Étude
Le nom de José María Nunes est associé à l’Ecole de Barcelone . Au cours des années cinquante, José María Nunes occupe divers emplois au sein de studios cinématographiques barcelonais. Il est, tour à tour, scripte, assistant de direction et même acteur avant de pouvoir diriger son premier long métrage, El Toro (1956). Dépourvu de formation académique, Nunes s’est aguerri à la manière des artisans qui apprennent leur métier « sur le tas ». A partir des années soixante-dix, son œuvre prend un tournant expérimental et se place résolument en marge des structures officielles et des circuits commerciaux.
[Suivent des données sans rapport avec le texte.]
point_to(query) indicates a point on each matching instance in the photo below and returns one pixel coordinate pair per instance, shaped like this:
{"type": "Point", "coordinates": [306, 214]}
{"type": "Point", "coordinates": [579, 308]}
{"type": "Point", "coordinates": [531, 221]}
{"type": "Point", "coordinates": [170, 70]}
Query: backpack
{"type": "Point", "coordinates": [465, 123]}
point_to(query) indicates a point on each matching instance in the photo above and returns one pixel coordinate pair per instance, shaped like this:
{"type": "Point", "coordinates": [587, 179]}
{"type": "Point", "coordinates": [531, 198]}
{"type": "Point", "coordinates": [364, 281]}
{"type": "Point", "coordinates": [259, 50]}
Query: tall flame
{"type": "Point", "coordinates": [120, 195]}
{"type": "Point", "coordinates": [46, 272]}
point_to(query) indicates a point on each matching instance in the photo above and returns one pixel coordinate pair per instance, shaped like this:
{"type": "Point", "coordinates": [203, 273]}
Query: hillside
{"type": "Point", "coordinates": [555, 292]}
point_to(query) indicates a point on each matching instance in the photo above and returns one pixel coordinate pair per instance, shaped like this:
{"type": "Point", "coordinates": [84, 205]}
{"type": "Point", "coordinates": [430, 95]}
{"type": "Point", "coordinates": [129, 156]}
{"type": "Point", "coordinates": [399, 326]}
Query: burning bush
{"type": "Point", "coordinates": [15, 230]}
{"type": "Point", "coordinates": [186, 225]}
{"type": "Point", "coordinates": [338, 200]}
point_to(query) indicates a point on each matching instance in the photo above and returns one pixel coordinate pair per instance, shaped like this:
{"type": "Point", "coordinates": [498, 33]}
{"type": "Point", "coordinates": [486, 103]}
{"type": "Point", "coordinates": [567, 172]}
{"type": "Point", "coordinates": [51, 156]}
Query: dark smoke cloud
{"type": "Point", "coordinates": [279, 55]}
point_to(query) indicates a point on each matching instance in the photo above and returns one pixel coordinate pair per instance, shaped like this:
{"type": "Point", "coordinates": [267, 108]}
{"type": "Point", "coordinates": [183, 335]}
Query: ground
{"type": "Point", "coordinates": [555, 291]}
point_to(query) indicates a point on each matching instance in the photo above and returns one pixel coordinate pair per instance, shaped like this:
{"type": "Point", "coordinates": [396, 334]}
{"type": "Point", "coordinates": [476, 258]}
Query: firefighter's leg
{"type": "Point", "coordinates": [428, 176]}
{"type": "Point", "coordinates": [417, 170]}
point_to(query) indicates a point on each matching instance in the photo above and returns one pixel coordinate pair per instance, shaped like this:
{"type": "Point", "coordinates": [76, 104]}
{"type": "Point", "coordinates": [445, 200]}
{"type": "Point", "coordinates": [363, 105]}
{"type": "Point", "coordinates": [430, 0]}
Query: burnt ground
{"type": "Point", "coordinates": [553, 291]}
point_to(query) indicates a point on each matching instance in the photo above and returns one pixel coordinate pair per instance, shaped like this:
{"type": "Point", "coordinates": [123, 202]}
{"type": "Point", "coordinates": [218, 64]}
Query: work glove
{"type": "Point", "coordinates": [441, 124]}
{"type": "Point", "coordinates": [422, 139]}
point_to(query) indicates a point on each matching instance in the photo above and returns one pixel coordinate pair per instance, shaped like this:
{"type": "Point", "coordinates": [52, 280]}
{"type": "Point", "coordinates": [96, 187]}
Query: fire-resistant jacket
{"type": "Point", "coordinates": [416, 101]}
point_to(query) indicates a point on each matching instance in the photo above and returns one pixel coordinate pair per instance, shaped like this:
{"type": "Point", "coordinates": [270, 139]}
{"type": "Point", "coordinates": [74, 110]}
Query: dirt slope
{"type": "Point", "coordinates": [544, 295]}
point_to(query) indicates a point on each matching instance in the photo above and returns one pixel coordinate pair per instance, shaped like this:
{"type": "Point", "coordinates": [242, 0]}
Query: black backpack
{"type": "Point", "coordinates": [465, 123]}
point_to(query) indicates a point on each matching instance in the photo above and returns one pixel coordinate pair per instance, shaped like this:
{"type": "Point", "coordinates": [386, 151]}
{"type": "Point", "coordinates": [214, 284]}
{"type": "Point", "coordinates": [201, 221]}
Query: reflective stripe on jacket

Noche de vino tinto est, avec Biotaxia (1967) et Sexperiencias (1968), du même auteur, un film que l’on inclut habituellement dans le corpus de l’Ecole de Barcelone. José María Nunes propose une sorte de voyage initiatique à travers les ruelles du Barrio Chino. Après une rencontre fortuite, un homme et une jeune femme, qui se croit abandonnée par son amant, errent toute une nuit de bar en bar avec pour objectif déclaré de « parcourir toutes les tavernes jusqu’à ce que nous voyions heureuse cette ville qui est aujourd’hui triste comme jamais ». Le générique précise : «[Film] tourné à Barcelone, dans ses rues, ses tavernes, ses routes et ses plages. Ainsi qu’à Vich et ses environs. Espagne ».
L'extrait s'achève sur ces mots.